In their Correspondence article (Neuropathological progression of clinical Parkinson disease subtypes. Nat. Rev. Neurol. https://doi.org/10.1038/s41582-019-0197-x (2019))3, De Pablo-Fernández and colleagues state that we failed to mention that these pathological changes were reached over a considerably shorter disease duration in the diffuse malignant subgroup than in the other subgroups. We did acknowledge that the mean rates of progression and survival mirrored the early subtypes: longest survival and slowest progression in the mild motor-predominant group, shortest survival and fastest progression in the diffuse malignant group, and intermediate progression and survival in the intermediate group.
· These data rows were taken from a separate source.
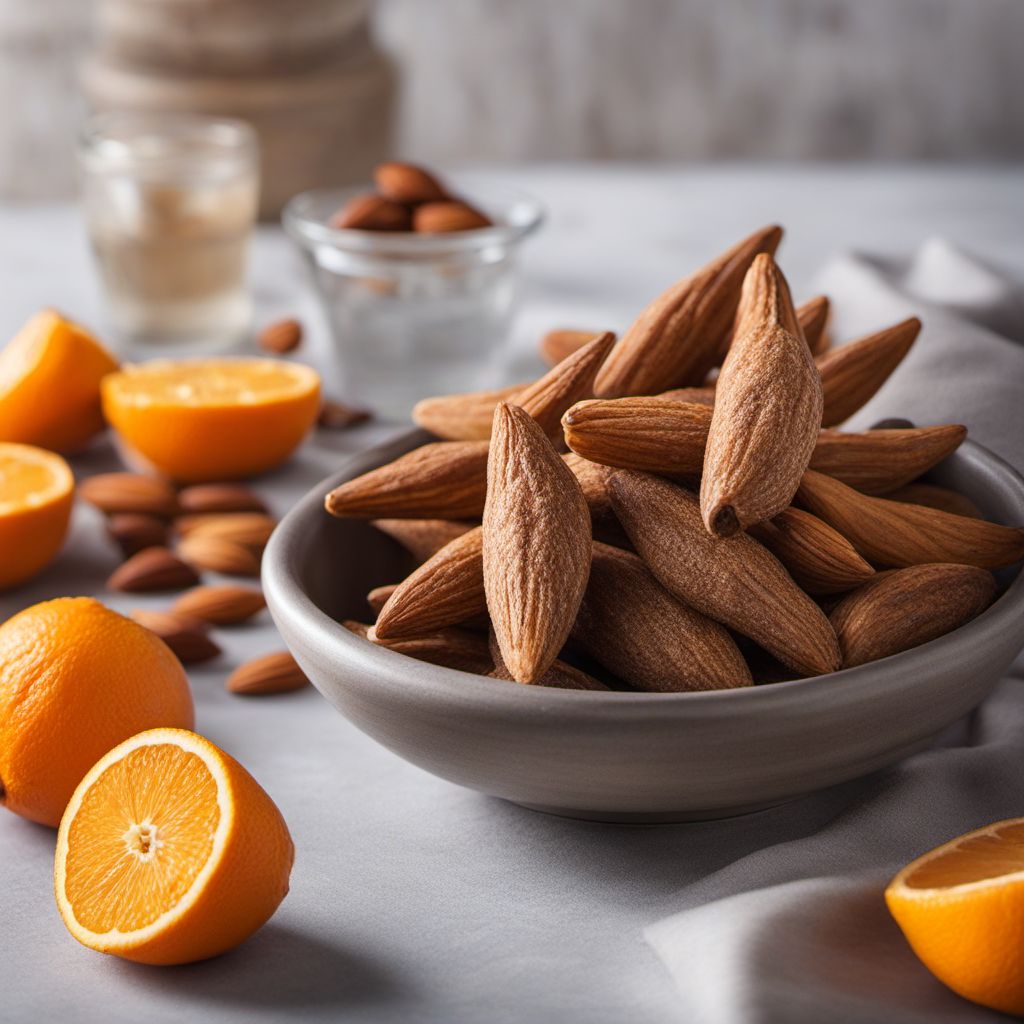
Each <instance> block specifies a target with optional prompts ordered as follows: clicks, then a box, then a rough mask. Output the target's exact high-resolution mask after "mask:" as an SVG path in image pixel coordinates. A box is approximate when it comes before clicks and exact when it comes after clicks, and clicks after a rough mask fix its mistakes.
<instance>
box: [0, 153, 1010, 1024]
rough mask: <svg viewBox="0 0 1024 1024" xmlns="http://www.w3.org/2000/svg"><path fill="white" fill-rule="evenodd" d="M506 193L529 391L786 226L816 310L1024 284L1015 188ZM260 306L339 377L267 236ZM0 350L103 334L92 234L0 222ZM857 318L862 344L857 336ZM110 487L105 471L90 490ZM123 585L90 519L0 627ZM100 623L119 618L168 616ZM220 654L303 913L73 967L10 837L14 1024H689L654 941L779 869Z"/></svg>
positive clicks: (783, 832)
mask: <svg viewBox="0 0 1024 1024" xmlns="http://www.w3.org/2000/svg"><path fill="white" fill-rule="evenodd" d="M496 176H502V177H505V178H507V180H508V181H510V182H514V183H515V184H517V185H519V186H521V187H523V188H526V189H528V190H531V191H534V193H536V194H537V195H538V196H539V197H540V198H542V199H543V200H544V201H545V202H546V203H547V204H548V205H549V207H550V209H551V218H550V222H549V224H548V226H547V228H546V229H545V230H544V231H543V233H542V234H541V236H539V237H538V238H537V240H536V241H535V242H534V243H532V244H531V246H530V247H529V249H528V250H527V252H526V254H525V263H526V290H525V299H524V306H523V309H522V314H521V316H520V319H519V322H518V324H517V327H516V332H515V339H514V342H513V344H512V345H511V346H510V351H509V362H510V373H521V372H524V371H525V370H526V369H527V365H532V358H534V356H532V345H534V342H535V340H536V338H537V336H538V334H539V333H540V332H541V331H542V330H544V329H545V328H547V327H549V326H551V325H553V324H574V323H579V324H582V325H584V326H590V325H593V326H596V327H603V326H605V325H608V326H610V327H613V328H622V327H623V326H625V325H626V324H627V323H628V322H629V319H630V318H631V316H632V315H633V314H634V313H635V312H636V311H637V310H638V309H639V307H640V306H641V305H642V304H643V303H644V302H645V301H646V300H647V299H649V298H650V297H651V296H652V295H653V294H654V293H655V292H656V291H658V290H659V289H660V288H662V287H663V286H664V285H666V284H668V283H669V282H670V281H672V280H673V279H675V278H677V276H679V275H680V274H681V273H683V272H685V271H687V270H689V269H690V268H691V267H692V266H694V265H695V264H696V263H698V262H700V261H702V260H703V259H706V258H708V257H709V256H710V255H712V254H713V253H714V252H715V251H716V250H717V249H719V248H720V247H721V246H723V245H725V244H727V243H729V242H731V241H733V240H734V239H735V238H736V237H738V236H739V234H741V233H742V232H744V231H745V230H748V229H749V228H750V227H752V226H754V225H755V224H757V223H760V222H762V221H765V220H770V219H771V220H778V221H780V222H781V223H783V224H785V225H786V227H787V229H788V238H787V240H786V242H785V244H784V248H783V250H782V251H781V254H780V259H781V260H782V263H783V266H784V267H785V269H786V271H787V272H788V273H790V275H791V279H792V281H793V284H794V289H795V292H796V293H797V295H798V296H805V295H807V294H808V292H809V289H810V288H811V283H812V280H813V278H814V274H815V272H816V271H817V269H818V268H819V267H820V266H821V265H822V263H823V262H824V260H825V259H826V258H827V257H828V256H829V255H831V254H833V253H835V252H838V251H840V250H843V249H848V248H857V249H865V250H870V251H873V252H881V253H883V254H887V253H888V254H899V253H904V254H905V253H907V252H909V251H910V250H911V249H913V248H915V247H916V246H918V245H919V244H920V243H921V242H922V241H924V240H925V239H926V238H928V237H930V236H933V234H941V236H944V237H946V238H949V239H951V240H953V241H955V242H958V243H959V244H961V245H963V246H965V247H967V248H968V249H975V250H977V251H978V252H981V253H984V254H985V255H986V257H988V258H990V259H993V260H997V261H999V262H1002V263H1005V264H1007V265H1008V266H1009V267H1011V268H1012V269H1014V270H1015V271H1016V273H1017V274H1018V275H1019V276H1020V275H1024V232H1022V231H1021V226H1022V224H1021V216H1022V211H1024V178H1022V175H1021V174H1020V173H1019V171H1018V172H1013V171H996V170H982V169H975V170H956V169H942V168H931V169H923V168H900V169H895V170H889V171H878V170H872V171H867V170H860V169H848V170H838V169H825V168H820V169H802V170H793V169H785V168H775V169H769V170H767V171H760V172H752V171H744V170H737V169H731V168H706V169H701V170H683V169H663V170H657V171H650V170H644V169H642V168H605V169H600V170H593V169H583V168H579V167H575V168H574V167H570V166H566V167H529V168H522V169H521V170H519V171H514V172H513V171H508V170H505V171H503V172H501V174H500V175H498V174H497V173H496ZM253 278H254V283H255V289H256V295H257V301H258V306H259V317H260V319H266V318H269V317H271V316H274V315H276V314H279V313H283V312H298V314H299V315H301V316H302V317H304V318H306V319H307V321H308V323H309V327H310V331H311V335H312V338H311V344H310V350H311V352H312V354H313V355H314V356H315V358H316V359H317V360H319V361H322V362H323V365H324V366H325V367H327V366H329V354H330V345H329V342H328V339H327V337H326V335H325V333H324V327H323V323H322V321H321V319H319V318H318V315H317V313H316V310H315V304H314V301H313V299H312V297H311V296H310V295H309V294H308V293H307V291H306V289H305V285H304V281H303V275H302V267H301V264H300V263H299V262H298V260H297V258H296V257H295V255H294V254H293V253H292V252H291V250H290V248H289V246H288V245H287V243H286V242H285V240H284V239H283V238H282V237H281V236H280V234H279V233H278V232H275V231H273V230H269V229H268V230H264V231H263V232H262V233H261V236H260V238H259V240H258V245H257V249H256V253H255V259H254V267H253ZM0 297H2V299H3V301H2V302H0V337H6V336H7V335H9V334H10V333H11V332H12V331H13V330H14V329H15V328H16V327H17V326H18V325H19V324H20V322H22V321H23V319H24V318H25V317H26V316H28V315H29V314H30V313H31V312H33V311H34V310H35V309H36V308H38V307H39V306H40V305H46V304H49V305H56V306H58V307H60V308H62V309H65V310H67V311H68V312H69V313H71V314H73V315H75V316H76V317H78V318H80V319H82V321H84V322H86V323H90V324H94V325H96V326H98V327H100V329H101V328H102V325H103V324H104V315H103V312H102V306H101V302H100V298H99V296H98V294H97V288H96V284H95V281H94V279H93V276H92V272H91V268H90V264H89V259H88V254H87V251H86V249H85V246H84V243H83V239H82V231H81V225H80V223H79V220H78V217H77V214H76V212H75V210H74V209H73V208H72V207H67V206H65V207H41V208H36V209H31V208H17V209H12V208H7V209H0ZM839 312H840V315H839V331H840V334H842V333H843V319H844V314H845V311H844V310H843V309H840V311H839ZM846 313H848V314H849V318H850V319H851V321H856V322H857V323H858V324H862V322H863V318H864V310H853V311H846ZM513 364H514V366H513ZM390 429H393V428H390V427H388V426H387V425H375V426H372V427H368V428H360V429H358V430H355V431H352V432H350V433H347V434H341V435H335V436H334V437H332V438H329V439H325V438H317V439H316V440H315V441H313V442H312V443H309V444H307V445H306V447H305V449H304V450H303V451H302V453H301V455H300V456H299V457H298V458H297V459H296V460H294V461H293V463H292V464H291V465H290V466H289V467H288V468H287V469H285V470H283V471H281V472H279V473H275V474H272V475H270V476H268V477H266V478H263V479H261V480H259V481H257V483H256V486H257V488H258V489H259V490H260V492H261V493H262V494H264V495H265V496H266V497H267V499H268V500H269V501H270V503H271V504H272V505H273V507H274V509H275V511H278V512H284V511H285V510H286V509H287V508H288V506H289V505H290V503H291V502H292V501H294V499H295V498H296V497H297V496H298V494H300V493H301V492H302V490H304V489H305V488H307V487H309V486H311V485H313V484H314V483H315V481H316V480H318V479H319V478H321V477H322V476H324V475H325V474H326V473H327V472H329V471H330V470H332V469H334V468H335V467H336V466H337V464H338V462H339V460H340V459H341V458H343V457H344V455H345V454H346V453H349V452H352V451H355V450H357V449H359V447H360V446H362V445H365V444H367V443H369V442H371V441H373V440H374V439H375V438H379V437H381V436H383V435H386V433H387V432H388V431H389V430H390ZM112 465H113V457H112V455H111V452H110V450H109V449H108V447H105V446H104V445H102V444H101V445H99V446H97V447H96V450H95V451H94V452H92V453H91V454H90V455H88V456H86V457H83V458H81V459H78V460H76V464H75V468H76V470H77V471H78V472H79V473H88V472H93V471H96V470H98V469H102V468H108V467H110V466H112ZM115 563H116V558H115V556H114V553H113V552H112V551H111V550H110V549H108V548H106V547H105V546H104V545H103V543H102V540H101V537H100V523H99V520H98V517H97V516H96V515H95V514H93V513H92V512H91V510H89V509H87V508H84V507H83V508H79V509H78V510H77V512H76V516H75V522H74V534H73V538H72V541H71V543H70V545H69V546H68V548H67V549H66V551H65V552H63V554H62V555H61V556H60V558H59V559H58V561H57V562H56V563H55V564H54V565H53V566H52V567H51V568H50V569H48V570H47V571H46V572H45V573H44V574H43V575H41V577H40V578H39V579H37V580H36V581H35V582H34V583H33V584H32V585H30V586H29V587H27V588H25V589H24V590H20V591H17V592H14V593H9V594H6V595H3V597H2V599H0V615H2V616H4V617H5V616H6V615H7V614H9V613H12V612H13V611H15V610H17V609H18V608H20V607H23V606H25V605H27V604H29V603H32V602H34V601H36V600H41V599H43V598H46V597H53V596H57V595H60V594H66V593H96V594H101V593H102V580H103V579H104V577H105V574H106V573H108V572H109V571H110V569H111V568H113V566H114V565H115ZM103 597H104V599H110V600H111V603H112V604H113V605H114V606H116V607H117V608H119V609H122V610H127V609H129V608H131V607H134V606H138V605H148V606H159V605H160V604H161V601H160V599H157V598H139V599H134V598H125V597H117V598H112V596H111V595H109V594H108V595H103ZM218 639H219V640H220V641H222V643H223V646H224V649H225V651H224V656H223V658H222V659H221V660H220V662H218V663H213V664H211V665H210V666H208V667H202V668H200V669H198V670H195V671H193V672H190V674H189V675H190V678H191V681H193V686H194V692H195V694H196V700H197V719H198V728H199V730H200V731H202V732H203V733H205V734H206V735H208V736H209V737H210V738H211V739H212V740H214V741H215V742H217V743H219V744H221V745H222V746H224V748H225V749H226V750H228V751H229V752H230V753H231V754H233V755H234V756H236V757H238V758H239V760H241V761H242V762H243V763H244V764H245V765H247V767H249V768H250V770H251V771H252V772H253V773H254V774H255V776H256V777H257V778H258V779H259V780H260V781H261V782H262V783H263V785H264V786H265V787H266V788H267V790H268V791H269V793H270V794H271V796H272V797H273V799H274V800H275V801H276V802H278V803H279V804H280V806H281V808H282V810H283V812H284V814H285V817H286V818H287V820H288V822H289V825H290V827H291V829H292V831H293V835H294V837H295V841H296V847H297V859H296V866H295V871H294V873H293V877H292V892H291V894H290V895H289V897H288V899H287V900H286V901H285V903H284V904H283V906H282V908H281V910H280V911H279V913H278V914H276V915H275V916H274V919H273V920H272V922H271V923H270V924H269V925H268V926H267V927H266V928H264V929H263V931H262V932H260V933H259V934H258V935H257V936H256V937H255V938H253V939H252V940H251V941H250V942H249V943H247V944H246V945H244V946H243V947H242V948H240V949H238V950H237V951H234V952H232V953H230V954H229V955H227V956H224V957H221V958H219V959H217V961H213V962H210V963H207V964H202V965H196V966H191V967H186V968H176V969H165V970H162V969H150V968H142V967H138V966H136V965H131V964H125V963H121V962H118V961H116V959H114V958H111V957H104V956H100V955H98V954H95V953H92V952H90V951H88V950H86V949H84V948H82V947H80V946H78V945H76V943H75V942H74V940H73V939H72V938H71V937H70V936H69V935H68V934H67V933H66V931H65V929H63V927H62V926H61V924H60V921H59V918H58V914H57V912H56V909H55V906H54V903H53V898H52V891H51V890H52V883H51V868H52V847H53V833H52V831H51V830H49V829H46V828H42V827H39V826H36V825H33V824H29V823H27V822H24V821H20V820H18V819H16V818H14V817H13V816H12V815H9V814H6V813H0V864H2V865H3V878H4V884H3V886H2V887H0V963H2V964H3V966H4V969H3V995H2V998H0V1021H3V1022H4V1024H6V1022H8V1021H10V1022H12V1024H13V1022H17V1024H20V1022H23V1021H26V1022H27V1021H35V1020H56V1019H61V1018H62V1019H66V1020H69V1021H86V1022H92V1021H96V1022H104V1024H121V1022H124V1024H129V1022H131V1024H136V1022H138V1021H140V1020H144V1021H147V1022H153V1024H163V1022H168V1024H170V1022H172V1021H179V1020H185V1019H187V1020H199V1021H204V1022H214V1024H220V1022H243V1021H246V1022H248V1021H264V1020H265V1021H279V1020H284V1019H293V1018H296V1019H298V1018H299V1017H301V1018H302V1019H304V1020H315V1021H328V1020H346V1021H366V1022H373V1024H383V1022H390V1021H395V1022H398V1021H401V1022H408V1021H424V1022H431V1024H434V1022H436V1024H472V1022H479V1021H497V1022H509V1024H511V1022H519V1021H539V1022H547V1021H552V1022H562V1021H572V1022H574V1021H587V1022H608V1024H611V1022H621V1021H626V1020H628V1021H631V1022H638V1024H645V1022H651V1024H654V1022H668V1021H678V1020H681V1019H683V1018H682V1016H681V1009H680V1001H679V995H678V993H677V991H676V989H675V988H674V986H673V983H672V981H671V979H670V976H669V974H668V972H666V971H665V970H664V968H663V967H662V965H660V963H659V962H658V959H657V958H656V957H655V955H654V953H653V952H652V950H651V948H650V947H649V946H648V945H647V944H646V943H645V941H644V929H645V928H648V927H649V926H651V925H652V924H654V923H655V922H656V921H658V920H659V919H662V918H664V916H665V914H666V913H667V912H671V911H672V910H673V909H674V908H675V907H676V905H677V903H678V902H679V900H680V899H681V898H682V894H683V892H684V891H689V892H694V891H695V892H699V891H700V887H699V884H700V883H701V880H708V879H711V878H712V877H713V876H716V872H727V871H728V869H729V866H730V865H731V864H733V863H734V862H737V861H739V860H740V859H741V858H742V857H744V856H745V855H749V854H754V853H755V852H756V851H758V850H759V849H760V848H761V847H763V846H764V845H765V842H766V836H767V835H768V833H767V831H766V828H767V820H768V819H766V818H763V817H762V816H760V815H752V816H748V817H741V818H736V819H733V820H730V821H723V822H715V823H707V824H692V825H685V826H670V827H656V828H622V827H613V826H606V825H598V824H588V823H586V822H578V821H567V820H561V819H557V818H552V817H546V816H543V815H540V814H535V813H531V812H528V811H524V810H521V809H519V808H517V807H514V806H510V805H507V804H504V803H502V802H500V801H496V800H490V799H487V798H483V797H480V796H478V795H476V794H473V793H470V792H467V791H464V790H461V788H458V787H456V786H454V785H451V784H449V783H446V782H443V781H441V780H439V779H435V778H433V777H431V776H429V775H427V774H425V773H424V772H422V771H420V770H419V769H416V768H414V767H411V766H409V765H407V764H404V763H403V762H401V761H400V760H398V759H397V758H396V757H394V756H393V755H391V754H389V753H387V752H386V751H384V750H382V749H380V748H379V746H377V745H376V744H375V743H374V742H373V741H371V740H370V739H369V738H367V737H365V736H362V735H361V734H359V733H358V732H357V731H356V730H355V729H353V728H352V727H350V726H349V725H348V724H347V723H346V722H344V721H343V720H342V719H341V718H340V717H339V716H338V715H337V714H335V713H334V712H333V711H332V710H331V709H330V708H329V707H328V705H327V703H326V702H325V701H324V700H323V699H322V698H321V697H319V696H318V695H317V694H316V693H314V692H312V691H308V692H302V693H297V694H292V695H286V696H283V697H280V698H268V699H264V700H257V699H249V700H246V699H242V698H237V697H231V696H230V695H228V694H227V693H225V692H224V690H223V688H222V682H223V678H224V675H225V673H226V672H227V671H228V670H229V669H230V668H231V667H233V666H234V665H236V664H238V663H239V662H240V660H241V659H243V658H245V657H248V656H251V655H253V654H255V653H259V652H261V651H264V650H270V649H274V648H275V647H278V646H279V644H280V640H279V639H278V638H276V636H275V634H274V631H273V629H272V627H271V626H270V625H269V623H268V622H267V621H265V620H264V621H263V622H261V623H260V624H258V625H255V626H252V627H249V628H245V629H241V630H237V631H227V630H221V631H219V632H218ZM876 784H877V785H879V784H881V785H883V786H884V784H885V783H884V782H883V783H876ZM860 799H863V791H862V790H860V788H858V787H857V786H848V787H845V788H843V790H841V791H838V792H837V791H834V792H830V793H826V794H821V795H819V796H817V797H814V798H811V799H809V800H806V801H802V802H799V803H796V804H792V805H788V806H787V807H784V808H780V809H777V810H775V811H772V812H768V813H769V814H770V815H771V818H770V835H771V842H772V843H775V844H782V843H785V842H786V841H796V840H799V839H802V838H804V837H807V836H810V835H812V834H814V833H816V831H817V830H818V829H819V828H821V827H822V826H824V825H825V823H826V822H828V821H829V820H831V819H833V818H834V817H835V816H836V815H837V814H838V813H840V812H841V811H842V810H843V809H844V808H847V807H849V806H851V802H856V801H857V800H860ZM780 849H781V847H780ZM812 860H813V857H812ZM812 867H813V868H814V869H818V865H814V864H812ZM809 869H810V868H809ZM693 886H696V888H695V889H688V888H687V887H693ZM723 984H728V981H727V979H723ZM965 1007H966V1005H965ZM953 1009H954V1012H955V1007H954V1008H953ZM965 1012H966V1011H965ZM894 1019H895V1018H894ZM943 1019H944V1020H945V1019H947V1018H943ZM948 1019H952V1018H948ZM964 1019H965V1020H967V1019H972V1018H970V1017H967V1016H965V1018H964Z"/></svg>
Inferences on the timing of pathological changes before death, however, are not possible from this cross-sectional post-mortem evaluation of pathology.

Importantly, any differences in the rate of neuropathological deterioration among subgroups cannot be used to conclude that the neuropathology features themselves were important determinants or correlates of clinical PD subtypes. In fact, the neuropathological features were similar across the three subtypes.

Protein aggregates that are identified at post-mortem and are relied upon for nosology might not be pathogenic but could potentially be universal compensatory responses to a wide range of biological stressors4. This idea was supported by the data from the study by De Pablo-Fernández and colleagues2. Amyloid and tau pathology were associated with older age at death: individuals with more Alzheimer disease pathology lived longer2. This finding is paradoxical to our current disease model but aligns with a future systems biology approach to diseases of brain ageing5. If ‘PD’ is to be accepted as the nosological entry point to many diseases, most of which have Lewy pathology in common, we will need to vigorously engage in an individualized search ‘upstream’ to identify molecular and biological subtypes and truly usher in the era of precision medicine6.